Mesenchymal cells (MSCs) are an attractive option as seed cells for bioprinting. However, loss of stemness and undesired differentiation reduces their effectiveness. In this study, 12 nm bioactive nanoparticles (BNPs) which could release silicon (Si) ions were used to enhance the properties of alginate/gelatin hydrogel bioink to maintain MSC stemness. By specifically leveraging biochemical signals of BNPs, bioink with defined stiffness towards osteogenic and adipogenic potential, independent of pore structure, were designed by incorporating with different concentration of BNPs. These bioink were characterized by printability, mechanical and rheological properties as well as osteogenic and adipogenic potentials. Notably, the effect of 2% BNPs addition in alginate/gelatin hydrogel on MSC stemness maintenance was confirmed by the expression of stemness markers. At higher concentrations of BNPs (5%), printability is impacted by the gelling process. We further confirmed the enhanced stemness maintenance by sweat gland lineage commitment of bioprinted MSCs in vitro. Overall, our study proved that alginate/gelatin hydrogel bioink reinforced by BNPs in the optimal concentrations could retain MSC stemness as well as support MSC growth and prolong the desired differentiation. These findings may provide a new approach to achieve the ideal therapeutic potential of MSCs in 3D bioprinting application.
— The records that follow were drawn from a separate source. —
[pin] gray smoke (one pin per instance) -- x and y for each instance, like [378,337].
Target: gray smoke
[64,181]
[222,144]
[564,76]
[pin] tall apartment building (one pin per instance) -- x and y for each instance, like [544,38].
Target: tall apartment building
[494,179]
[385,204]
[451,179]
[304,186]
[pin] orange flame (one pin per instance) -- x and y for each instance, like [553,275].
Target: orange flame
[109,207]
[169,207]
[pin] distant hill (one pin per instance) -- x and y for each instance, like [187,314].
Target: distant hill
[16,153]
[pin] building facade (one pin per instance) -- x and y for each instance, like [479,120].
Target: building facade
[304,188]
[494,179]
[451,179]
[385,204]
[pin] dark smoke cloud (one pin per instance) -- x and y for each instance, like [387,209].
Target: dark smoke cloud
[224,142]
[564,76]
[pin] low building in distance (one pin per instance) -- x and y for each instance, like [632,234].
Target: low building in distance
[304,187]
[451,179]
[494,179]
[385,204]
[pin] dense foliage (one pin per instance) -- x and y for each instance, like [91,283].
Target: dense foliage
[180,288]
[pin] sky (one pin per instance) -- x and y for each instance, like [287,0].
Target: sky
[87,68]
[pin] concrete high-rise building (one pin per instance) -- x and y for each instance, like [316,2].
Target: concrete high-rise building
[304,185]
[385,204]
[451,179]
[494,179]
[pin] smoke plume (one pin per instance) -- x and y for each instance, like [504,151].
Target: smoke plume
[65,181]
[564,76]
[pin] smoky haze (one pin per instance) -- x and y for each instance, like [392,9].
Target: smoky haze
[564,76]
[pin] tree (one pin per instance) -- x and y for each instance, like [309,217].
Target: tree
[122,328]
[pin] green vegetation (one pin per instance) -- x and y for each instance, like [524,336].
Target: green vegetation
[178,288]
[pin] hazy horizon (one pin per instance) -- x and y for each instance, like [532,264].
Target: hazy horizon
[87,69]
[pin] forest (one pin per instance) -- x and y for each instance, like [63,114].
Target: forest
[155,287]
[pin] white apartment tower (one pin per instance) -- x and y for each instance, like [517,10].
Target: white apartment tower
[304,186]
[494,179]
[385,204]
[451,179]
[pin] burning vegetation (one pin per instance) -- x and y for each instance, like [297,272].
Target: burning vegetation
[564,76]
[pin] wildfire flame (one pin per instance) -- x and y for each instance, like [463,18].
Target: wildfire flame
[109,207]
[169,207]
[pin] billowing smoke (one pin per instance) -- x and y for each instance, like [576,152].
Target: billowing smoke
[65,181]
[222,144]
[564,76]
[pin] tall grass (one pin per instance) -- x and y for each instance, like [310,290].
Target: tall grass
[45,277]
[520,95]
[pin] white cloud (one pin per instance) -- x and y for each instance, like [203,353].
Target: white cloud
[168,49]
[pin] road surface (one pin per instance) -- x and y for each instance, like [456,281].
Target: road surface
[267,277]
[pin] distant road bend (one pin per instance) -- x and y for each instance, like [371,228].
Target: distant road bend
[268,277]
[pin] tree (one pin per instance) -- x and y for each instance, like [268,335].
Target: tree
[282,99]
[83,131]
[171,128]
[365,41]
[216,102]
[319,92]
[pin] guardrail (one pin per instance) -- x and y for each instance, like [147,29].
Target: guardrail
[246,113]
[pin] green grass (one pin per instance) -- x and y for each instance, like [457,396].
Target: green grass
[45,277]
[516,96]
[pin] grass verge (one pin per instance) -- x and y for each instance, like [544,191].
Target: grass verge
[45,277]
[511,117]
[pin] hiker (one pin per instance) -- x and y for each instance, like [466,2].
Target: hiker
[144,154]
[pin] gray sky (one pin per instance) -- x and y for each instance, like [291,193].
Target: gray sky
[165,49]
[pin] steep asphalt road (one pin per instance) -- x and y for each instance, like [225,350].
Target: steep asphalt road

间充质细胞 (MSCs) 作为生物打印的种子细胞是一种有吸引力的选择。然而，干性的丧失和不希望的分化降低了它们的有效性。在这项研究中，可以释放硅 (Si) 离子的 12 nm 生物活性纳米粒子 (BNP) 被用来增强藻酸盐/明胶水凝胶生物墨水的特性，以保持 MSC 干性。通过专门利用 BNPs 的生化信号，通过掺入不同浓度的 BNPs，设计了具有确定的成骨和脂肪形成潜力刚度的生物墨水，与孔结构无关。这些生物墨水的特点是可印刷性、机械和流变特性以及成骨和成脂潜力。尤其，干性标志物的表达证实了在海藻酸盐/明胶水凝胶中添加 2% BNPs 对 MSC 干性维持的影响。在较高浓度的 BNP (5%) 下，可印刷性受到胶凝过程的影响。我们进一步证实了生物打印的 MSC 的汗腺谱系承诺增强的干性维持体外。总体而言，我们的研究证明，最佳浓度的 BNP 增强的海藻酸盐/明胶水凝胶生物墨水可以保持 MSC 干性，支持 MSC 生长并延长所需的分化时间。这些发现可能为实现 MSC 在 3D 生物打印应用中的理想治疗潜力提供一种新方法。